Diese Unterschiede in der gesellschaftlichen Kategorisierung von Gewalttaten geraten nicht nur hier, sondern landesweit zunehmend in die Kritik.

Delaney Tarr, eine Überlebende der Schießerei in Parkland, Florida, im Jahr 2018, sagt, der größte Fehler, den sie und andere weiße Aktivisten aus der Mittelschicht gemacht hätten, sei gewesen, sich auf Schießereien in Schulen zu konzentrieren, wo viel mehr Menschen von Eins-gegen-Eins-Waffengewalt betroffen seien städtische Schießereien mit mehreren Opfern. Unabhängig davon, welche Form Waffengewalt annimmt, sind die Auswirkungen auf Familien und Gemeinschaften die gleichen.

„Wir mussten unsere Sicht auf [Waffengewalt] ziemlich schnell erweitern, weil vor allem farbige Menschen aus marginalisierten Gemeinschaften uns anriefen und sagten: ‚Die Richtlinien, für die Sie eintreten, werden uns nicht helfen‘“ sagt Frau Tarr. „Die Lösung wird nicht darin bestehen, die Polizei zu rufen; die Lösung wird nicht darin bestehen, eine Angriffswaffe zu verbieten. Das ist nicht der Grund dafür.“

Der Bewohner von Camp Hill, Jesse Francis, dessen Stiefsohn durch eine Kugel gelähmt wurde, hat den Diskussionen vor Ort über die Benennung des neuen Rathauskomplexes zugehört. Aber für ihn scheinen die Fragen nach Motiv und Verdienst nebensächlich zu sein.
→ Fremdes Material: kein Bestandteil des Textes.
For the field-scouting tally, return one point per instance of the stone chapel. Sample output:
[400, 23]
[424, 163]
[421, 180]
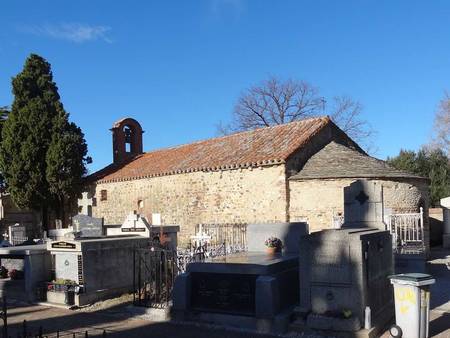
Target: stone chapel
[283, 173]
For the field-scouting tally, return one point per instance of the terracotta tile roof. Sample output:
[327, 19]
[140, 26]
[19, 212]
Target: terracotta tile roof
[338, 161]
[260, 147]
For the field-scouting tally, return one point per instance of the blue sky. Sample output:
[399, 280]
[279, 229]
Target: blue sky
[179, 66]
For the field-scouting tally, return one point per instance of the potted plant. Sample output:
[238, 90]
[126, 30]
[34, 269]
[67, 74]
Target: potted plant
[15, 274]
[3, 272]
[273, 245]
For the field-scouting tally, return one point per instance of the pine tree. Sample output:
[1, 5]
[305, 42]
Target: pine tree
[4, 111]
[430, 163]
[65, 160]
[35, 136]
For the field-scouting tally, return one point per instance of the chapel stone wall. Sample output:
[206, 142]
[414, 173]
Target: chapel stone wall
[231, 196]
[315, 201]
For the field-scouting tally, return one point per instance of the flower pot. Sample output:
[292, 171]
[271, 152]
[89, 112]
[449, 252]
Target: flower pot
[271, 251]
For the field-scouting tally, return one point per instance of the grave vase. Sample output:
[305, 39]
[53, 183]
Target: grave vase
[272, 251]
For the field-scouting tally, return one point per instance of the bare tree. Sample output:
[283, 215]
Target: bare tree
[441, 135]
[275, 101]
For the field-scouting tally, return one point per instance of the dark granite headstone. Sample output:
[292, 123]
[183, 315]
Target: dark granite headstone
[225, 293]
[346, 269]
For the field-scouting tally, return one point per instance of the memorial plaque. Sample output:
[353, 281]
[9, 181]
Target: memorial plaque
[224, 293]
[133, 229]
[63, 245]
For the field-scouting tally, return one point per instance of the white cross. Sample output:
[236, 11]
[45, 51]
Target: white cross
[85, 202]
[200, 237]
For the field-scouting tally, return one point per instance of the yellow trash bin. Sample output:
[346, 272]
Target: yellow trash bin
[412, 304]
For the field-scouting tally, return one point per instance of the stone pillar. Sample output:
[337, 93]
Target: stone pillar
[445, 204]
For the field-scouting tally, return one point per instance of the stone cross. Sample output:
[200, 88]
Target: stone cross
[200, 237]
[363, 204]
[85, 204]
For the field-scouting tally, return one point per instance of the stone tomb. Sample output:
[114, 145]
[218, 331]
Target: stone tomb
[344, 270]
[102, 266]
[87, 226]
[138, 225]
[34, 261]
[251, 289]
[445, 204]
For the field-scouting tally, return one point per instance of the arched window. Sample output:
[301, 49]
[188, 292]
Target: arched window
[128, 138]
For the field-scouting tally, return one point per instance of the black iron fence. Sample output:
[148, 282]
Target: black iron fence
[155, 270]
[221, 239]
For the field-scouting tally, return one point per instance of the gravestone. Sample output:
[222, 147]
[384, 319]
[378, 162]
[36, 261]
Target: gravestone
[87, 226]
[249, 289]
[445, 204]
[344, 270]
[17, 234]
[137, 225]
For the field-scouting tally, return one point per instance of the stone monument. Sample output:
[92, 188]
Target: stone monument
[445, 204]
[137, 225]
[248, 289]
[87, 226]
[343, 271]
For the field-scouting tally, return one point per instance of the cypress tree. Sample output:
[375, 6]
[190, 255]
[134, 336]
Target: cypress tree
[36, 130]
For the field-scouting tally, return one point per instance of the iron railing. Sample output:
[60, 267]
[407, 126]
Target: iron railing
[407, 230]
[221, 239]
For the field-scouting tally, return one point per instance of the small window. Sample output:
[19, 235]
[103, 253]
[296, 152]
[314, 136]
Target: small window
[140, 204]
[103, 195]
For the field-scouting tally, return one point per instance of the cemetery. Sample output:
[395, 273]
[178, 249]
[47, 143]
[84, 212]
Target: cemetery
[308, 234]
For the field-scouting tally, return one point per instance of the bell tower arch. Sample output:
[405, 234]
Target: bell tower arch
[127, 139]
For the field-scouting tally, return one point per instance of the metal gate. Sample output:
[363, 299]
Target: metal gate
[155, 270]
[407, 231]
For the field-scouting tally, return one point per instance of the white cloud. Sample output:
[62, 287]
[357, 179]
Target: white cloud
[75, 32]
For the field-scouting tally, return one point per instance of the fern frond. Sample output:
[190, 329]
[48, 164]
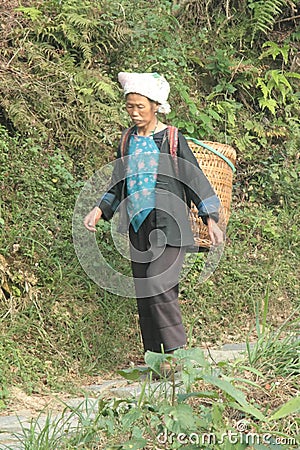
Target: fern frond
[264, 14]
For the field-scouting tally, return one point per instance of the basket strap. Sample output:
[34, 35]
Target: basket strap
[124, 140]
[173, 143]
[212, 150]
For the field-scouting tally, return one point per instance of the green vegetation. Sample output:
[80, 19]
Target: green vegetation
[234, 74]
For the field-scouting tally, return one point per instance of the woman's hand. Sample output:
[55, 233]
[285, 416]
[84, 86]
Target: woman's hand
[216, 235]
[92, 219]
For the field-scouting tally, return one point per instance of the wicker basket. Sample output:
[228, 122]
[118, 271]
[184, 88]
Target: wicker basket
[220, 174]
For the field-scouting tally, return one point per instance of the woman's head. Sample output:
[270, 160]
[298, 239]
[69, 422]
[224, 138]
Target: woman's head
[152, 86]
[141, 109]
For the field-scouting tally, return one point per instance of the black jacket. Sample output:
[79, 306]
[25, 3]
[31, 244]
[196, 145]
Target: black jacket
[179, 183]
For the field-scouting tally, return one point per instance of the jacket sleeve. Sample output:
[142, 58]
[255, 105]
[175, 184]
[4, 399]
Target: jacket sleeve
[197, 187]
[110, 201]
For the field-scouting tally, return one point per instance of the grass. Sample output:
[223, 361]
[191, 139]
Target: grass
[205, 404]
[59, 329]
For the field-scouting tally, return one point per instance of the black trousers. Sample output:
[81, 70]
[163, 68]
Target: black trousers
[156, 272]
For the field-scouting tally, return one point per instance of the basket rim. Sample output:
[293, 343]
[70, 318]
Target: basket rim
[213, 150]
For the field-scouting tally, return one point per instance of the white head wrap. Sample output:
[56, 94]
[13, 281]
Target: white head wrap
[150, 85]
„Das war die erste Party, zu der viele dieser Kinder gingen“, sagt er. „Sie hatten nichts mit den Schützen zu tun. Sie haben getanzt und Spaß gehabt, und jetzt hat sich ihr Leben für immer verändert. Für mich gibt es nichts anderes, worüber man reden könnte. Das ist eine Massenschießerei.“

Die Schießerei war nicht das einzige Unglück, das Camp Hill in den letzten Monaten heimsuchte. Es geschah Wochen, nachdem ein verheerender Hagelsturm Dächer durchbohrte und fast die Hälfte der Autos der Stadt zerstörte. Als die Stadt Bundeshilfe beantragte, wurde der Antrag abgelehnt. Auch eine Berufung wurde abgelehnt.

Ohne fremde Hilfe erstellten ein zweiköpfiges Notfallmanagementbüro des Landkreises und eine Truppe, die ausschließlich aus Freiwilligen bestand, eine Fallakte mit etwa 400 beschädigten Gebäuden. Jetzt arbeiten die Bewohner daran, Geld zusammenzukratzen, um einigen Opfern eine vorübergehende Unterkunft zu ermöglichen.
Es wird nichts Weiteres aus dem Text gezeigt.